Relámpagos Filosóficos


Teodoro de San Buenaventura

Esta es la noticia de oro en EL NOTICIERO DE MANZANILLO: La más grande misión de nosotros, los seres humanos, hechos a imagen y semejanza de nuestro Padre Celestial, es lograr en nuestras miles de reencarnaciones, con nuestros hechos, el feliz retorno de nuestra alma al Plano Divino, en donde Cristo Jesús nos espera.

En su libro de “Metafísica 4en1”, la gran iniciada escritora venezolana Conny Méndez (1898-1979) nos regala lo siguiente.

Primero nos obsequia 10 cánones: 1.- Yo no hablo ni permito que se me hable nada contrario a la perfecta salud, la felicidad y la prosperidad.

2.- Yo le hago sentir a todo ser viviente que es valioso.

3.- Yo le busco el lado bueno a todo lo que me ocurre y a todo lo que veo ocurrir a otros.

4.- Yo pienso en todo lo mejor. Espero todo lo mejor. Trabajo únicamente por lo mejor.

5.- Yo siento igual entusiasmo por lo bueno que le ocurre a otro que por lo que me ocurre a mí.

6.- Yo olvido mis errores del pasado y sigo adelante a mis mayores triunfos.

7.- Yo llevo una expresión agradable en todo momento y sonrío a todo ser que contacto.

8.- Yo no tengo tiempo para criticar a los demás, ya que paso mucho tiempo mejorándome.

9.- Yo me hago tan fuerte que nada puede perturbar la paz de mi mente.

10.- Yo soy demasiado grande para preocuparme. Demasiado noble para enfurecerme. Demasiado fuerte para temer. Demasiado feliz para permitir la presencia de algo negativo.

En una segunda joya escrita por esta venezolana, nos aconseja pronuncia tres veces al día: “Yo soy la radiante, la brillante presencia de Dios, sin limitación, sin tiempo ni edad, sin impurezas y sin imperfección”.
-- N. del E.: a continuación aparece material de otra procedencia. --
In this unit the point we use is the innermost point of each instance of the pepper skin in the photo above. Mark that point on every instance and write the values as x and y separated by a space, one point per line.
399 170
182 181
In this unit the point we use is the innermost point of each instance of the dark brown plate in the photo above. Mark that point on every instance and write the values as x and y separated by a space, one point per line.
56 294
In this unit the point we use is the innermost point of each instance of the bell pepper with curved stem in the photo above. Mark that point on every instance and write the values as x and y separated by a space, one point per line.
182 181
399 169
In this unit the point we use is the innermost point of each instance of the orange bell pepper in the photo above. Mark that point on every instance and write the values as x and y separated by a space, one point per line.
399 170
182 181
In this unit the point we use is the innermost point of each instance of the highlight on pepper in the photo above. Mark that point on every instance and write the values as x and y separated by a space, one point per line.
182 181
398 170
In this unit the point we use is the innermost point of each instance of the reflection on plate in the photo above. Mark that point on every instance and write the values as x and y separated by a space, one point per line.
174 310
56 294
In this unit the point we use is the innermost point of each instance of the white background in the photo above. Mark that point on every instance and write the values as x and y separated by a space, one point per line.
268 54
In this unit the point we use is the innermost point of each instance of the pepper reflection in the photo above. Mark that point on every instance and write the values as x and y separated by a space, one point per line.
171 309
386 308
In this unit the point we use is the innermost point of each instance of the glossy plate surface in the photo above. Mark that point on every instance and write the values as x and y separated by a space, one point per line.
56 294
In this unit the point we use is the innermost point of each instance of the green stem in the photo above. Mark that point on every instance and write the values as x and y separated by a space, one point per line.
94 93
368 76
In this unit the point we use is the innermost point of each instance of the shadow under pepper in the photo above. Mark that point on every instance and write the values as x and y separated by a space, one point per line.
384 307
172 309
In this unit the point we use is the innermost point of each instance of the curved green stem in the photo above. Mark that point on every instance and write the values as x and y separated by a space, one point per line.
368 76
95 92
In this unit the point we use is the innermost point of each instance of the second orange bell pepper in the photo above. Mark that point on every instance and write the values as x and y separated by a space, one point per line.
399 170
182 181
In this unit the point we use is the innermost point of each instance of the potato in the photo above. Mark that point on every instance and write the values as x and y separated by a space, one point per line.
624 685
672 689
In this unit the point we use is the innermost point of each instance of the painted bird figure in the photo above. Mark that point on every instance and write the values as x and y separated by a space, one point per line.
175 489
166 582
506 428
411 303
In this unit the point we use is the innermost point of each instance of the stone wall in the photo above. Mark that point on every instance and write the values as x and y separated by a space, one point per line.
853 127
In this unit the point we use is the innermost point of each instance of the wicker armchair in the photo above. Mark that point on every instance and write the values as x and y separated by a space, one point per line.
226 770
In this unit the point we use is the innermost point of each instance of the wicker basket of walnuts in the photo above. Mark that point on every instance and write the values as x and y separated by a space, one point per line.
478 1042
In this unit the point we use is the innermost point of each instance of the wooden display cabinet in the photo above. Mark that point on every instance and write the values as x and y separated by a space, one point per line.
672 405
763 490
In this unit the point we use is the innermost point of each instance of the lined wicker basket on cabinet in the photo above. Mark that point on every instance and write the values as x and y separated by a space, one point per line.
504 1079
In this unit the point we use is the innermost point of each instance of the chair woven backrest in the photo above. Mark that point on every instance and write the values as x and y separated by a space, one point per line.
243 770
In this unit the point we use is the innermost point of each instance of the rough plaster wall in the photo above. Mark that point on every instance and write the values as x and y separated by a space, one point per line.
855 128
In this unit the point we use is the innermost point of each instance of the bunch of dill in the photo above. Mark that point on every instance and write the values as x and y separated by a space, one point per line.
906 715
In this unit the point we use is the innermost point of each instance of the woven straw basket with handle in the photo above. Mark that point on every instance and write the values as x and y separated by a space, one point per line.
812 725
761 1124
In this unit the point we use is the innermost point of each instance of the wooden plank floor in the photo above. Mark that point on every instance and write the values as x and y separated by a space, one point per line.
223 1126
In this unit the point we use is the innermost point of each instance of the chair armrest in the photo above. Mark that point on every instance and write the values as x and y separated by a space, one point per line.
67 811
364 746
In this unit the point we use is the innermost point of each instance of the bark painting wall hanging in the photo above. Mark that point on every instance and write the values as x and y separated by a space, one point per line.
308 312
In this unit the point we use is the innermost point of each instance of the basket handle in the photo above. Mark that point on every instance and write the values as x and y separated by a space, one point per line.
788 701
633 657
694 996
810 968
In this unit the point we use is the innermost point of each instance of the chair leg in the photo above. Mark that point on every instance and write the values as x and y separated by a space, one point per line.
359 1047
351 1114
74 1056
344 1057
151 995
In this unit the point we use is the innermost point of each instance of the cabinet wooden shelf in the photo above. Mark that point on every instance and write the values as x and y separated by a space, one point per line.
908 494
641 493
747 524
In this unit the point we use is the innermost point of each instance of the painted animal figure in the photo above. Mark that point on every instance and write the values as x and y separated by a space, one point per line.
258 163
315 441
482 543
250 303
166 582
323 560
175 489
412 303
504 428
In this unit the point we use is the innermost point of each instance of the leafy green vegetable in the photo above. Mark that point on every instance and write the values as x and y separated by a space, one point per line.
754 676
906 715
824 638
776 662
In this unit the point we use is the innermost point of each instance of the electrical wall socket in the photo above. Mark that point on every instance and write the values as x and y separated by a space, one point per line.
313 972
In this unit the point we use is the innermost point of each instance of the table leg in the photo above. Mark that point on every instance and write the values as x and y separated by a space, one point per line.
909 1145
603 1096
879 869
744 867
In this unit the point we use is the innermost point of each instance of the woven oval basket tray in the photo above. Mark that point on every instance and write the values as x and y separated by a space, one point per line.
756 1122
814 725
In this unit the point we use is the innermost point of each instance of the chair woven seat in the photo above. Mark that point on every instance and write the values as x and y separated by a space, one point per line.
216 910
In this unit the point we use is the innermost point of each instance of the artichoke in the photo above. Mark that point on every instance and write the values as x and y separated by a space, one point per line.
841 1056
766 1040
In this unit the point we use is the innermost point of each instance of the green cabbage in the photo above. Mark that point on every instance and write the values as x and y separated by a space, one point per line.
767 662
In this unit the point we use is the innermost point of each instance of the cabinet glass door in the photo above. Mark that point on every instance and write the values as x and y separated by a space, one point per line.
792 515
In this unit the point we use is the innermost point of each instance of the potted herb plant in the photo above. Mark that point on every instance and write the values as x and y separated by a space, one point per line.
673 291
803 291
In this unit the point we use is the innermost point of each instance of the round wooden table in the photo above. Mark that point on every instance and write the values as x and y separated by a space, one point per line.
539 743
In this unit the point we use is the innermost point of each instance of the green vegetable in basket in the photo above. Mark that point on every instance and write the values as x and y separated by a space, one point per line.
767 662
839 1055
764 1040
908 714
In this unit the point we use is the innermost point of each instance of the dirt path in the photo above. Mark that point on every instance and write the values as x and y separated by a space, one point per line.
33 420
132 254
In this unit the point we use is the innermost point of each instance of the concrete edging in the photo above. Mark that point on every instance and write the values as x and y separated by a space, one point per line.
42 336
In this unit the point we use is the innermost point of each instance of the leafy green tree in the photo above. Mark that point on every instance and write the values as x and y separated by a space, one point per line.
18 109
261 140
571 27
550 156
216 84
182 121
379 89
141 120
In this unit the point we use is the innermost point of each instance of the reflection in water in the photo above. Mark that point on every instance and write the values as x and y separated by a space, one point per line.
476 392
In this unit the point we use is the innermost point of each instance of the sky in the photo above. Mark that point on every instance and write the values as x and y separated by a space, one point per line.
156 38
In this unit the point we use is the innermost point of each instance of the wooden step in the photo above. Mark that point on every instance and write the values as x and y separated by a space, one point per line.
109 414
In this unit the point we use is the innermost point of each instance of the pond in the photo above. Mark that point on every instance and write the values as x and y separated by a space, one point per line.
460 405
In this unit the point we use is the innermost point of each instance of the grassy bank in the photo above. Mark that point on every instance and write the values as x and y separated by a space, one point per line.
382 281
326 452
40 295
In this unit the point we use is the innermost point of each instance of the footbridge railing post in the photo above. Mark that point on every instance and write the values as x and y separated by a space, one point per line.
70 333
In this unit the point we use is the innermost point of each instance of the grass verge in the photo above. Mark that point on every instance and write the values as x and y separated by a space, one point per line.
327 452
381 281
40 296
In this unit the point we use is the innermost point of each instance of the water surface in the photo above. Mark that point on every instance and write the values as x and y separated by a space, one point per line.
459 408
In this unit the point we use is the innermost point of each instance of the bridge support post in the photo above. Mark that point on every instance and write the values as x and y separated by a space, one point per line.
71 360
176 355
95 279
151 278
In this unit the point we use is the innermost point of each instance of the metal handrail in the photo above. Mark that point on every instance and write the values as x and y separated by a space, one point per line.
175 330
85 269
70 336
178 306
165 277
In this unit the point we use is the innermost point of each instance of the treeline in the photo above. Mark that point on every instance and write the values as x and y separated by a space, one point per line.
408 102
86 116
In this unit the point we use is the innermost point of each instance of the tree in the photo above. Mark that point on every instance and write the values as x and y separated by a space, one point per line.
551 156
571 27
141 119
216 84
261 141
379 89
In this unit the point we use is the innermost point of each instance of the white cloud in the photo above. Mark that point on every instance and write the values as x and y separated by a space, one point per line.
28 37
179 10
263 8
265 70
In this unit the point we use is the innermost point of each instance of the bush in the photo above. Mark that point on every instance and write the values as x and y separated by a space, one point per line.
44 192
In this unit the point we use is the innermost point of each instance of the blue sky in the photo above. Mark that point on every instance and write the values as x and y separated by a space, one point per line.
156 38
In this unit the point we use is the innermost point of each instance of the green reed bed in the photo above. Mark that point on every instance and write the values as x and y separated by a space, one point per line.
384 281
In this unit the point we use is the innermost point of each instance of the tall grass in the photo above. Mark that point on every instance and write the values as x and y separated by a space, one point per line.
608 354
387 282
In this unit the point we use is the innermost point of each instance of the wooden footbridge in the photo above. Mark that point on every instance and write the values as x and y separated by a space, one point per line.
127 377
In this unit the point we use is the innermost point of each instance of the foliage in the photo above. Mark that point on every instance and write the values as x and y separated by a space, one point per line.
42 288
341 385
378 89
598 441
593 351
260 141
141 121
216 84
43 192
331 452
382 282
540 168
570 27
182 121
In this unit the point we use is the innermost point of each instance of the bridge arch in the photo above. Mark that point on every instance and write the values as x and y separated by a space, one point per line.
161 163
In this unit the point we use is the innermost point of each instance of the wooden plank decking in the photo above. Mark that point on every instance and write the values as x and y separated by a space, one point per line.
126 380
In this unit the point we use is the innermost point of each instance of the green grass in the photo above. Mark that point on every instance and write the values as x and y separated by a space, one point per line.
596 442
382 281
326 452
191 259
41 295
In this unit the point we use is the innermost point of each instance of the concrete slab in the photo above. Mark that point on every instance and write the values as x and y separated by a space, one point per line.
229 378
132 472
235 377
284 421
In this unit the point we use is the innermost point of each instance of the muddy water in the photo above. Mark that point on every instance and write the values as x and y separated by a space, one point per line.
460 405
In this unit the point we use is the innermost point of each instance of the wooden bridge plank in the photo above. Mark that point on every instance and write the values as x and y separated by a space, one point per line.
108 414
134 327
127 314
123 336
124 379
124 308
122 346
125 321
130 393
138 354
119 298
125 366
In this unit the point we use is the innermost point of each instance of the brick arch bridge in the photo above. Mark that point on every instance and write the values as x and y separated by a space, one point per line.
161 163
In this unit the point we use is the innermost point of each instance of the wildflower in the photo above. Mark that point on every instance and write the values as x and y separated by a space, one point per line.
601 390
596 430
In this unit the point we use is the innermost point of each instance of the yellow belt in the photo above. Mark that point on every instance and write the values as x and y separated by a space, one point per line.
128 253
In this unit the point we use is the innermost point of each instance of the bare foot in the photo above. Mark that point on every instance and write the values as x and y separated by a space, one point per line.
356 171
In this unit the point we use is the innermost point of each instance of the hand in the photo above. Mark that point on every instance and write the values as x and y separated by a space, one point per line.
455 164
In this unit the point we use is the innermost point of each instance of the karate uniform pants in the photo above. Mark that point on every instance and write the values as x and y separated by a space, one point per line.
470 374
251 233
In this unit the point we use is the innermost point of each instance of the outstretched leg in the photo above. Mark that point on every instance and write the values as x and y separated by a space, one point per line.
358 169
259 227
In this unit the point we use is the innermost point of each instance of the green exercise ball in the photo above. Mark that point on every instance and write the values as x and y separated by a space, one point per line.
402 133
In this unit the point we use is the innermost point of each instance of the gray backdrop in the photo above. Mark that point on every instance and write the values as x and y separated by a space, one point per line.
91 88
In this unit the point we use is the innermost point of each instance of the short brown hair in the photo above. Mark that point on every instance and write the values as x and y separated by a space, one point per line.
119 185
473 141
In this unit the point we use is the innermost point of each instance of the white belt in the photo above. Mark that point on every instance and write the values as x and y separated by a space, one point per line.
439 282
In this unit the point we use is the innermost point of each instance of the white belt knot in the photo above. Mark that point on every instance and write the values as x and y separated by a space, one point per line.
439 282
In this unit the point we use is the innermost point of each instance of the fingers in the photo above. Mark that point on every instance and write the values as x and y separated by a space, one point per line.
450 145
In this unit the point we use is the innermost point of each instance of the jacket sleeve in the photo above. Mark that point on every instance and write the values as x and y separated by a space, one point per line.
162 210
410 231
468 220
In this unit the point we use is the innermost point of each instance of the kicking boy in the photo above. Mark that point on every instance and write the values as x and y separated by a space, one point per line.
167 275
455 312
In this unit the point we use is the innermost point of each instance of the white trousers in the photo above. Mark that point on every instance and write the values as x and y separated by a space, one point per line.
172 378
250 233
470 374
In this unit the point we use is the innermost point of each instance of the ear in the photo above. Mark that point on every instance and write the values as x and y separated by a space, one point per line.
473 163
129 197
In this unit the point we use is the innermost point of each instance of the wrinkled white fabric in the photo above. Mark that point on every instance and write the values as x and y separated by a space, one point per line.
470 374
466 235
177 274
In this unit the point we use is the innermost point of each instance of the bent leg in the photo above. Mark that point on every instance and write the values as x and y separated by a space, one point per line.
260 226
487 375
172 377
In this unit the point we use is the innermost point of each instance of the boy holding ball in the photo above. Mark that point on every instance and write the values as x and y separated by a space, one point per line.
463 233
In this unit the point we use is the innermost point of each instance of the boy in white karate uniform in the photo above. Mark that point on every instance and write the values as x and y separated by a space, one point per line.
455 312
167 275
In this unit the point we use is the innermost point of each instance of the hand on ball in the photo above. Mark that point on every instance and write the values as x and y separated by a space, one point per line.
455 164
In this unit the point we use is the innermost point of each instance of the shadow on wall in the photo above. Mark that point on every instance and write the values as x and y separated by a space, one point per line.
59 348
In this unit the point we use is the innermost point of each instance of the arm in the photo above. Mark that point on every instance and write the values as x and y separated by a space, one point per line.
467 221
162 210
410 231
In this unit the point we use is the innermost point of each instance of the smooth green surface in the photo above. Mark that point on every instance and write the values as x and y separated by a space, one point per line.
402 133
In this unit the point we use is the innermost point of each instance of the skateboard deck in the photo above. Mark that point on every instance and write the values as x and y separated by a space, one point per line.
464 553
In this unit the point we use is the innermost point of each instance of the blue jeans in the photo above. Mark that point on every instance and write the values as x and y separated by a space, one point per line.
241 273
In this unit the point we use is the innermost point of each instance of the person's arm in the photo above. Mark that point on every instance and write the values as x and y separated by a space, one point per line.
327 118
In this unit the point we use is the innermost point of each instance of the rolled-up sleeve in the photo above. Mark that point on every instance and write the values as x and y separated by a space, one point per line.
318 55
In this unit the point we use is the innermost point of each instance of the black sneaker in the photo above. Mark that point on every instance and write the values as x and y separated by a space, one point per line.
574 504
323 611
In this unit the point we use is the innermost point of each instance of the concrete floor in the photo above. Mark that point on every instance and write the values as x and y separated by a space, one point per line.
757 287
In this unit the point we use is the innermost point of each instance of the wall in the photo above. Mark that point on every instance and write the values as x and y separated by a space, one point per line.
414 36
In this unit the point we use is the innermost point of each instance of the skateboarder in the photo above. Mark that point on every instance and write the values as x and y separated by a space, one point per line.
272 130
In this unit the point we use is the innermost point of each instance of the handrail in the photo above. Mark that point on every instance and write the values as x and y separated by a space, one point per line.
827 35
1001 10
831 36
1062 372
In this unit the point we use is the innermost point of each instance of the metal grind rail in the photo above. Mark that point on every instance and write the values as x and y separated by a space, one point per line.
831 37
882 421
Si a estas dos perlas les adjunta usted, amado lector, la oración de diamante, “El padre nuestro”, que nos legó el Mártir del Gólgota, y las dos en honor a la santísima Virgen María, al cielo nos iremos con todo y zapatos.

Esto nos induce a amar a Dios y al prójimo como a nosotros mismos, a sabiendas que hacer lo que daña, nos daña. Tse fini.